Part of the complication here is limited resolution, and this was compounded by the authors' willingness to use less conventional refinement techniques to force the R-factor and R-free down into the "publishable range". The original 2001 paper reporting MsbA was only at 4.5Å resolution, determined my MAD from an Osmium derivative. The R-factor and R-free for a conventional single copy of the model as 38% and 45% respectively. The use of multicopy refinement, in which multiple non-interacting copies of the molecule are used to model disorder, increased the number of parameters in the model considerably (16 copies) and reduced the R-free to 38%. It has been hypothesized on the CCP4 newsgroup that part of the thing that got the R-free down as far as it did (and 38% is pretty high, but there are plenty of structures whose R-free stuck in the low 30's) is the random selection of R-free flags allowed mixing of the R-free and R-work sets by virtue of the 8-fold non-crystallographic symmetry. What is interesting is that Fig 3c of that paper appears to show experimental density that shows a decent amount of helical definition (presumably averaged, but the figure legend does not specify) which should have allowed the inverted nature of the helices to be discovered.
The MsbA paper from May 2005 with vanadate and lipopolysaccharide was determined by 5.5Å mercury SAD, so again the experimental phases allowed independent verification of the structure, and again the same set of mistakes were made. The native was at 4.2Å, with only 2-fold non-crystallographic symmetry. Apart from citing R-factor and R-free no details of the crystallographic refinement were given - one wonders if this was a multicopy refinement also, or if somehow they managed to get their R-free down to 33% at 4.2Å resolution with conventional methods.
The EmrE paper from later in 2005 was apparently determined by Arsenate MAD and SeMet SAD at 4.0Å and 6.0Å respectively.
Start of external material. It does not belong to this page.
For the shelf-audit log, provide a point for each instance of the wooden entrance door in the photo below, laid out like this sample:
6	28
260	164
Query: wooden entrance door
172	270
The refinement is quoted as R-factor of 28% and R-free of 35% at a resolution of 4.0Å but again details of the refinement are minimal.
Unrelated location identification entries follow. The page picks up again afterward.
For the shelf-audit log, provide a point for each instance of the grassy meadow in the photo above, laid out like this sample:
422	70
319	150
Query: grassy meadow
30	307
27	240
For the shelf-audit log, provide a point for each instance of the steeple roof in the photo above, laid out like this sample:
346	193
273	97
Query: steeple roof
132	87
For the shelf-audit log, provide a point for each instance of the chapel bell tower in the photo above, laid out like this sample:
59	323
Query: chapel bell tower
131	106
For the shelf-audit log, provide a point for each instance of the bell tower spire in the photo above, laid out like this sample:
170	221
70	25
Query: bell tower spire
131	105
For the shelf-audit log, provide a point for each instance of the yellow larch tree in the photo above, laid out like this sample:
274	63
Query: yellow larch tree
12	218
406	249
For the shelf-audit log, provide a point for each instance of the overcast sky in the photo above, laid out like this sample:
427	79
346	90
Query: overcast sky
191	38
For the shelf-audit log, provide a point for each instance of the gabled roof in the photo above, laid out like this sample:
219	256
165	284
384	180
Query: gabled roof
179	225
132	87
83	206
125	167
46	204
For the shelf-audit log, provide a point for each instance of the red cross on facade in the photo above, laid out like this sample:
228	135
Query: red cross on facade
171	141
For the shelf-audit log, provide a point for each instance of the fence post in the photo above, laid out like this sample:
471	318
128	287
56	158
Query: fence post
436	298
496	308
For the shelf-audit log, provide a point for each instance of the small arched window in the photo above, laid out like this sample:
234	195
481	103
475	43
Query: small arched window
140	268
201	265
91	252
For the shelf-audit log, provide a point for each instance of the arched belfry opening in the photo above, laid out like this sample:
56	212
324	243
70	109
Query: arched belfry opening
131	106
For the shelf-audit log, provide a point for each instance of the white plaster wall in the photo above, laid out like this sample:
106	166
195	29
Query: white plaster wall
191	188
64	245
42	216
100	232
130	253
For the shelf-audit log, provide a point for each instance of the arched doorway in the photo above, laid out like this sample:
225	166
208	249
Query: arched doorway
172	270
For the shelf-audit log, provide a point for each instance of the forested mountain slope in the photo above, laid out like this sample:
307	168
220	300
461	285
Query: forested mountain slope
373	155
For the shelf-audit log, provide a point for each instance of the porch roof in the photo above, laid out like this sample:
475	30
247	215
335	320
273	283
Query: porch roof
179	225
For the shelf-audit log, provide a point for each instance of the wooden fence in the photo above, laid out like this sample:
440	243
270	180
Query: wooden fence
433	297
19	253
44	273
What appears to have happened is an excess of enthusiasm in the lab in question in hammering on an incorrect interpretation of the structure until it was in the "publication range" for refinement statistics. To do this once is bad enough, but not unprecedented. To do this multiple times in succession over multiple years and to not catch the error borders on the inexcusible.
The lesson to be learnt, I hope, from all this is that one must approach one's interpretation of a structure with appropriate skepticism and conservatism and to always be open to the possibility of error. This ABC transporter story is one of the more notable debacles in structural biology in recent memory.
Phil Jeffrey, Jan 2007, expressing his own opinions.
(updated in minor ways various times since).